Marche nocturne
de Alexandre Didier



Je marchais de nuit tranquillement dans la forêt avec mon chien, un beau carlin d'environ 10kg. J'ajustais ma marche sur sa vitesse. On filait à travers les sentiers à bonne allure. Il y avait une senteur agréable dans l'air, un parfum de forêt de début de printemps. Tout était verre autour de moi, un verre sombre car il n'y avait pas de lune. J'éprouvais une sensation de bien être. C'est un sentiment qu'on éprouve au bout d'un moment à force de marcher. J'avais au fond de moi une petite angoisse de paranoïa qui me perturbait. Marcher tout seul de nuit dans une immense forêt ça ne rassure pas. Dans ma tête mes idées obsessionnelles s'étaient un peu estompées. Elle me tiraillait moins et ne m'écartelait plus l'esprit. Mon chien tirait sur sa laisse, il allait d'une odeur à l'autre toujours à la recherche de l'odeur ultime. De temps en temps il faisait le grand écart pour satisfaire ses petits besoins. Il reniflait bruyamment car les carlins possèdent une truffe écrasée. Je remontais un sentier dont le sol était composé de sable. J'avais un peu de mal à marcher, mes pieds s'enfonçaient un peu dans le sol. Il faisait légèrement froid. En marchant je ressentit une sensation bizarre comme si j'étais passé à travers quelque chose, une sorte de brume mais en plus légère, plus compacte. Mon chien semblait nerveux, il aboyait. Je ne prêtait que peu d'attention et continuais ma promenade. J'arrivais sous un grand chêne qui rendait l'endroit encore plus sombre. A 2m de moi j'aperçu la même brume que j'avais traversé 5minute auparavant. Je passais à travers avec cette fois ci l'impression d'y sentir une présence. Mon chien de nouveau se remit à aboyer. En m'éloignant je ressenti un parfum qui m'était familier. Je mis un peu de temps avant de réaliser qu'il s'agissait du parfum de mon père décédé deux ans auparavant. Je me retournais alors avec un pincement au coeur, une sorte d'angoisse envahissait tous mes membres. La brume s'était dissipée. Il n' y avait plus que de l'obscurité et le chêne imposant.
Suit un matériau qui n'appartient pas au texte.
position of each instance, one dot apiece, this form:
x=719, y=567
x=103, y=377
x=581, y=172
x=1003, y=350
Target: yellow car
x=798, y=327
Je restais sur place à scruter les ténèbres, tentant d'apercevoir quelque chose. L'angoisse retombait peu à peu. Je regardais autour de moi et j'aperçu à côté du chêne un par terre de violettes. Je compris alors d'où venait le parfum. Je me demandais si cette manifestation nocturne n'était pas un signe. Mon esprit légèrement bouleversé je fini ma promenade sans aucune autre anomalie.